Psoriasis is a chronic, non-contagious, skin condition in which skin cells grow too quickly, resulting in thick, white or red patches of skin to form. Usually the skin cells grow gradually and flake off about every 4 weeks. As this occurs, new skin cells grow to replace the outer layers of skin as they shed. When an individual is afflicted with psoriasis, new skin cells move rapidly to the surface of the skin in days rather than weeks. This gives the appearance of the thick skin patches, or "plaques." Plaques range in size, and most often appear on the knees, elbows, scalp, hands, feet, and lower back. Psoriasis can sometimes spread and lead to inflammation of the joints, which is referred to as psoriatic arthritis. 10-15% of people with psoriasis have psoriatic arthritis. Psoriasis is most common in adults, but can affect children as well.
The exact cause of psoriasis is unknown, but most doctors believe it occurs when the immune system overacts, causing inflammation and flaking of the skin.

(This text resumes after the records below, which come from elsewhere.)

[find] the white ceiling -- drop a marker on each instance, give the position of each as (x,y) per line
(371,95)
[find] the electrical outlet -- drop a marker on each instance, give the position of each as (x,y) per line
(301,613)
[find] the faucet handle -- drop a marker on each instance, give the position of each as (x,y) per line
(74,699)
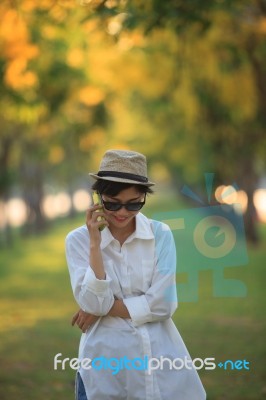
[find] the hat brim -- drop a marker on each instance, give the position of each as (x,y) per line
(122,180)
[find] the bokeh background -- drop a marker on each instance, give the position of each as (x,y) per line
(183,82)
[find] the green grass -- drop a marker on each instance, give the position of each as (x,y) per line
(37,305)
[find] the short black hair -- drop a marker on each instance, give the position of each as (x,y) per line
(112,188)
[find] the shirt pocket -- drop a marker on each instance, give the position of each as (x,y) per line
(115,280)
(147,273)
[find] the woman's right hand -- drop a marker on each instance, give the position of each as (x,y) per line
(93,225)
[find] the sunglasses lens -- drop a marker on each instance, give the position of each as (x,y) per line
(111,206)
(134,206)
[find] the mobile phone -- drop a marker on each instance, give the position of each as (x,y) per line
(96,198)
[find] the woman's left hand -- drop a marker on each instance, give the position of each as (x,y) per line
(83,320)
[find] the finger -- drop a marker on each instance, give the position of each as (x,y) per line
(74,318)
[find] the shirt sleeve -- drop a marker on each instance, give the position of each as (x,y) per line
(160,300)
(92,295)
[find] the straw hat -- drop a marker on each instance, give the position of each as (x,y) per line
(123,166)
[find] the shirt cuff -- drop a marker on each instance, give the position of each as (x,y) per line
(138,309)
(99,287)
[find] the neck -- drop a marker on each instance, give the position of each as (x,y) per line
(122,234)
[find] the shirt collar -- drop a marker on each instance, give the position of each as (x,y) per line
(143,231)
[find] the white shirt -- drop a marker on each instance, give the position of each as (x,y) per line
(142,273)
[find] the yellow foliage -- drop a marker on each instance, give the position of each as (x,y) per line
(13,27)
(91,95)
(92,139)
(56,154)
(75,57)
(17,77)
(262,25)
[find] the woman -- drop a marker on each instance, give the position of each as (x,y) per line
(123,278)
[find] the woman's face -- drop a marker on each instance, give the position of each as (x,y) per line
(123,218)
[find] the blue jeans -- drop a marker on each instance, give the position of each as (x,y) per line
(80,390)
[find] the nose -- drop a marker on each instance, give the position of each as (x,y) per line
(122,212)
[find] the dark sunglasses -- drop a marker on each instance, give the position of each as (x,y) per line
(113,206)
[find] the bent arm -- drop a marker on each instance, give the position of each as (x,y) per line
(93,295)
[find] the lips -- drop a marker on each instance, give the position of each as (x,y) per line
(120,219)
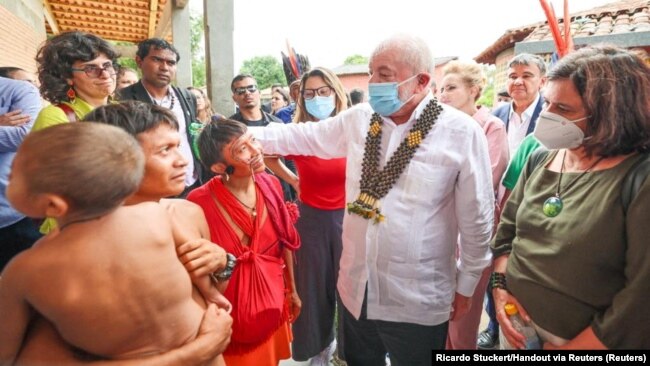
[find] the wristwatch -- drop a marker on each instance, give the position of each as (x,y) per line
(224,275)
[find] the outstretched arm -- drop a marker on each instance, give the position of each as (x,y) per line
(295,304)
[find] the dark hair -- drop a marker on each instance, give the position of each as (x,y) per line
(93,167)
(330,78)
(56,56)
(614,84)
(157,43)
(214,137)
(356,96)
(132,116)
(6,71)
(238,78)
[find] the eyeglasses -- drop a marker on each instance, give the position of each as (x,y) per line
(323,91)
(94,71)
(242,90)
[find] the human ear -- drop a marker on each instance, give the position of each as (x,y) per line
(218,168)
(56,206)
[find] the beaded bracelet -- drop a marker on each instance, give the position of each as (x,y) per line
(498,280)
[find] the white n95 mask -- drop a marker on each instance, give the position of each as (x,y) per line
(557,132)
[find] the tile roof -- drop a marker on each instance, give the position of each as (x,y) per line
(355,69)
(116,20)
(620,17)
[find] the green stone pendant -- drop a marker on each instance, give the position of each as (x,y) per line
(552,206)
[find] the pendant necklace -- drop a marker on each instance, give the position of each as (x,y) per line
(253,210)
(170,95)
(553,205)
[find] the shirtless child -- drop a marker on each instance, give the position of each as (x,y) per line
(109,280)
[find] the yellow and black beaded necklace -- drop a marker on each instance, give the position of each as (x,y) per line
(375,183)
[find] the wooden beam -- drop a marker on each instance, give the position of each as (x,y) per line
(49,17)
(114,20)
(126,51)
(109,35)
(96,11)
(165,23)
(153,12)
(102,26)
(95,8)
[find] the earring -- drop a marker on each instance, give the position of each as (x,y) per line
(71,94)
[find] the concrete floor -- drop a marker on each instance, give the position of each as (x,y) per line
(291,362)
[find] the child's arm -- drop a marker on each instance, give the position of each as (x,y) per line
(295,304)
(15,311)
(44,346)
(200,251)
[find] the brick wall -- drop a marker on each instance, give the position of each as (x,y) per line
(19,41)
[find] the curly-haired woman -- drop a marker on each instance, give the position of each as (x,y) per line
(77,74)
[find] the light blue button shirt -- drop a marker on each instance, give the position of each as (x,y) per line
(14,95)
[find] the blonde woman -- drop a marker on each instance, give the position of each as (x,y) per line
(462,85)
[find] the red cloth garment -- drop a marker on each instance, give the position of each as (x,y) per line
(322,181)
(256,288)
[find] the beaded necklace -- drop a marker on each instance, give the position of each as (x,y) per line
(375,183)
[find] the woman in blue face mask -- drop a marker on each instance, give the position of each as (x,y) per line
(322,201)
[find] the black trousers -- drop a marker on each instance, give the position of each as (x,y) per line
(15,238)
(407,344)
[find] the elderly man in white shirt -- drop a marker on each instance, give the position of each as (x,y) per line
(418,175)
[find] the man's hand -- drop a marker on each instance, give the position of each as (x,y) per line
(460,306)
(14,118)
(212,339)
(201,257)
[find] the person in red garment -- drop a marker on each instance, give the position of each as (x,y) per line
(247,216)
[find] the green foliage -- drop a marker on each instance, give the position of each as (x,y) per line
(198,52)
(487,98)
(356,60)
(198,72)
(267,70)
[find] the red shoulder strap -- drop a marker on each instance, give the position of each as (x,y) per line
(69,112)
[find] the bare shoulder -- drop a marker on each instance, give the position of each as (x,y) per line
(180,207)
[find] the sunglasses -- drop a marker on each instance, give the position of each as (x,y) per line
(94,71)
(242,90)
(323,91)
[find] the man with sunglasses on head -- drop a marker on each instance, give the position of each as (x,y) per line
(247,96)
(157,60)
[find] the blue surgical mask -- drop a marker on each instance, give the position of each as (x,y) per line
(320,107)
(384,97)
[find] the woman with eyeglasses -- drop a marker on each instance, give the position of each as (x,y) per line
(204,110)
(279,100)
(77,74)
(322,202)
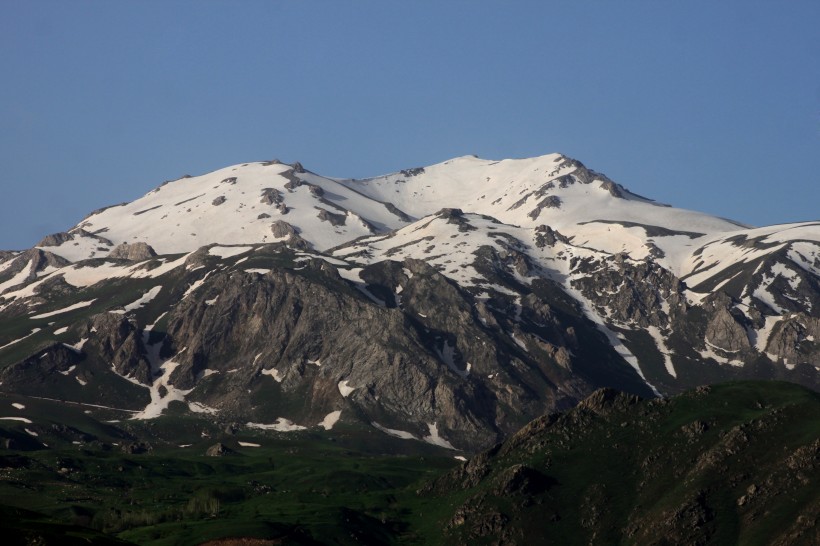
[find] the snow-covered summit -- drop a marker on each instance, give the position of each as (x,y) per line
(269,201)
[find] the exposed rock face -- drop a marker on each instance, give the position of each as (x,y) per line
(724,332)
(218,450)
(133,252)
(425,363)
(55,239)
(331,217)
(281,229)
(34,261)
(510,492)
(117,341)
(796,340)
(271,196)
(631,292)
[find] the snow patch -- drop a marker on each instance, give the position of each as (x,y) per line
(78,305)
(147,297)
(228,251)
(281,425)
(330,419)
(393,432)
(434,437)
(274,373)
(344,389)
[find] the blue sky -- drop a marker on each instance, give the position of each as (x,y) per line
(713,106)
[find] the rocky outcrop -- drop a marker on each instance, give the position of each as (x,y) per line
(133,252)
(725,332)
(796,340)
(117,340)
(631,292)
(331,217)
(31,263)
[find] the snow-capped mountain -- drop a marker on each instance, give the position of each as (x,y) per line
(449,303)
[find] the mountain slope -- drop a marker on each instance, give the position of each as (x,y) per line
(450,303)
(698,468)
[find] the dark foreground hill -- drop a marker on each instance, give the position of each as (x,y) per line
(737,463)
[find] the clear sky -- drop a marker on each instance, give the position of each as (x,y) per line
(706,105)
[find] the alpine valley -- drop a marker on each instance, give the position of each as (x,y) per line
(436,310)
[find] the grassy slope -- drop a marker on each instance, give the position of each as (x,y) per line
(614,471)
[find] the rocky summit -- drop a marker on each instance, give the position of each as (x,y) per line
(448,304)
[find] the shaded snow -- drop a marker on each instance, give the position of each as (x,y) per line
(330,419)
(345,389)
(393,432)
(78,305)
(281,425)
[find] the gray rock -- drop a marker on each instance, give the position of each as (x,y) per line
(133,252)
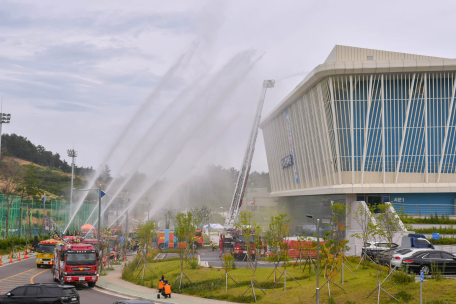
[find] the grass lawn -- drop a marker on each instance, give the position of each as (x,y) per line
(356,289)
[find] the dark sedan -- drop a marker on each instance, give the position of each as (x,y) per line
(385,257)
(423,260)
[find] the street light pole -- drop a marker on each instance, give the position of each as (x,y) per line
(99,215)
(317,291)
(73,154)
(4,118)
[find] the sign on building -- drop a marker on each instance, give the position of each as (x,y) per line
(287,161)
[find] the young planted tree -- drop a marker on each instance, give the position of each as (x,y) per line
(227,265)
(278,230)
(339,241)
(10,177)
(367,227)
(184,229)
(251,231)
(145,234)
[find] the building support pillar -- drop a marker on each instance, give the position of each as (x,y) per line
(447,128)
(336,133)
(404,128)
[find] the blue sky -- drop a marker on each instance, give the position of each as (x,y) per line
(77,72)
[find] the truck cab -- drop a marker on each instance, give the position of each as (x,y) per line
(45,252)
(416,241)
(75,263)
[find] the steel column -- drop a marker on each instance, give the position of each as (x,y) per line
(447,126)
(336,135)
(366,128)
(404,128)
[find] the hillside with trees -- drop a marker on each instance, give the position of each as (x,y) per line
(20,147)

There is currently no known cure for psoriasis. However, there are many available treatment options. Last Name(s) will help you determine which method is best for you. Treatment aims to slow the rapid growth of skin cells and reduce inflammation. Various treatment options include Topical Medications, Phototherapy, Oral Medications and Biologics.
There is no way to prevent psoriasis, but you may be able to reduce flare-ups and improve symptoms by abiding by the following guidelines:
- Keep your skin moisturized.
- Avoid extreme cold or dry climates. While cold weather can make psoriasis symptoms worse, sometimes heat and humidity can improve symptoms. Avoid scratching or picking skin.
- Avoid infection. Strep throat in particular can cause psoriasis to appear suddenly, especially in children.
- Limit alcohol intake, and do not smoke. Alcohol use can cause symptoms to flare-up, and smoking may make psoriasis more severe, or cause the symptoms to last longer.